¿Han visto las
series de Netflix últimamente? A mí me ha llamado la atención el uso, casi
exclusivo, del recurso de la perversión. Me gustaría decir que hay una especie
de perversión como lenguaje, pero sería caer en una imprecisión conceptual pensar
algo parecido a un discurso perverso. No hará falta, en todo caso, entrar a
deslindar de entre los discursos que Lacan nos ha legado la posibilidad de dar
cuenta de un discurso perverso, si lo hubiera, porque tampoco es el caso de lo
que intento transmitir. Justamente no es a nivel de un discurso posible donde
se halla el horror sino a la altura de una mirada sobre el espectador, una mirada que
goza viéndonos gozar del espanto. ¿Por qué?
“¿Por qué me
hacen esto?”, es un pensamiento que vino a mi mente cuando detuve para siempre
el primer capítulo de la ¿primera temporada? (nunca llegué a saberlo) de una
serie llamada “The Alienist”. En dicha primera entrega vemos a un especialista,
cuya especialidad no terminé de averiguar dada mi interrupción, pero de quien podemos deducir, por el título de la serie, que se trata de alguien dedicado a la salud mental. Lo
vemos al joven añejado (acaso como eran los jóvenes muchachos allá por los finales del
siglo XIX) pasearse por un instituto de niños, lo cual nos deja suponer por
esas imágenes y algunos diálogos, que se trata de un doctor que dedica su
esmero al espectro infantil. Otros rasgos y diálogos permiten suponer que dicho
empeño es psicológico. Y sí, tampoco me dediqué a investigar más, es que
conservo el enojo anunciado por aquél pensamiento. Pero es también en el primer
capítulo donde vemos acudir raudamente a la escena de un crimen a un dibujante
experto y por pedido del mismo doctor, quien
desea tener rasgo a rasgo las imágenes retratadas por este artista. ¿Imágenes de
qué?
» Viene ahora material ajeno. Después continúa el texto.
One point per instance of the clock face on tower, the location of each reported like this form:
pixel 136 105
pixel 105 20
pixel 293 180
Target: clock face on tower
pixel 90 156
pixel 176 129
De un terrible crimen que acaba de descubrirse en los restos de un cadáver hallado en un
puente. Las situaciones que presagian el encuentro del dibujante con la escena
del crimen nos permiten colegir que semejante atrocidad sería algo horroroso de ver. El que avisa no traiciona,
dicen en el barrio, y te van avisando. Los diálogos entre el dibujante y los
policías que custodian la escena del crimen van deslizándose entre anotaciones
y descripciones de aquello que va a verse pronto y en primer plano: se trata de
un cadáver, de un niño, o de una niña, no se sabe… hubo un testigo, se trata de
otro niño, el que ha hallado el cadáver por accidente y por cuyo balbuceo sólo alcanza a proferir “¿Por
qué el niño estaba vestido de niña?”. Luego, comentarios acerca de algo sobre la cuenca de los ojos,
o acerca de las órbitas, y una mutilación … “¡Basta para mí, basta para todos!”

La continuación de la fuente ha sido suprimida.